Pampering and Sex Sell West Broadway Condos
By Carl Glassman
POSTED APRIL 30, 2007
Sex sells. But can it sell a $5 million apartment?
The developers of a 13-story hybrid hotel/condo building, to rise at West Broadway and Chambers Street, are luring buyers with eye-catching views—and not just the ones up Hudson Street.

The Web site and marketing materials for “Smyth Upstairs,” 15 condo apartments above the 100-room Thompson hotel, show leggy, minimally clad women exiting limos, flopping on beds, and ordering take out (room service, actually) in their underwear.
The project coincides with a big shift in Downtown demographics. A recent census study by the city’s Department of City Planning showed that three-fourths of residents moving to Lower Manhattan in the last five years were men. And most were young, ages 25 to 44.
“I believe the residential portion will be purchased by young professionals who want something in New York as a home base,” said Bill Brodsky, a partner with Elliot Ingerman in Tribeca Associates, the developers of the project. “I do not think it’s a family building.”
True enough, though Brodsky called his marketing a “much more PG-13 version” than the X-rated shots first proposed by the campaign’s creators, Stribling Marketing Consultants.

With 24-hour hotel services available to residents, the sales pitch
appears to be aimed at buyers who are chronically overworked or domestically slothful, or both. As one promotional tag line goes, “Never make your bed.” It is accompanied by a photo of several articles of clothing (women’s) strewn near the door, apparently shed in haste.
“We wanted to build something in the same vein as a Carlyle, Pierre or Marc,” said Brodsky. “A Downtown version of elegant residential hotel buildings.”
Room rates for the hotel have yet to be set, but will likely be at least $450 a night. Apartments will sell from $1.2 million for a 600 square foot studio to $5 million for a 1,600 square foot penthouse.
Tribeca Associates paid $24 million for the land, previously the site of a bank building and a shoe store that had been in business on the block for 56 years.

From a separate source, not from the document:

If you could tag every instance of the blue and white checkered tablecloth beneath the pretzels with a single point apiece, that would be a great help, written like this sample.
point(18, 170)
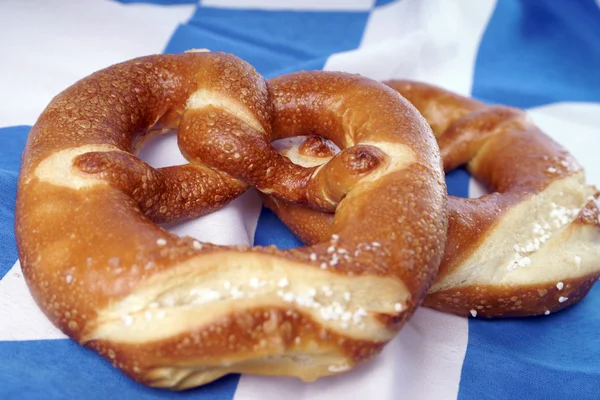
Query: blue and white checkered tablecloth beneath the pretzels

Across the street, at the Cosmopolitan Hotel, where rooms go for $175 a night, manager Larry Bader said he is looking forward to his new neighbor. It will improve the block, he said, and bring hotel-goers to the area. Competition, he said, is not a concern. “It’s a different animal completely,” Bader said. “[The Smyth] is going to be one of your chi chi hotels. I’m your basic guy.”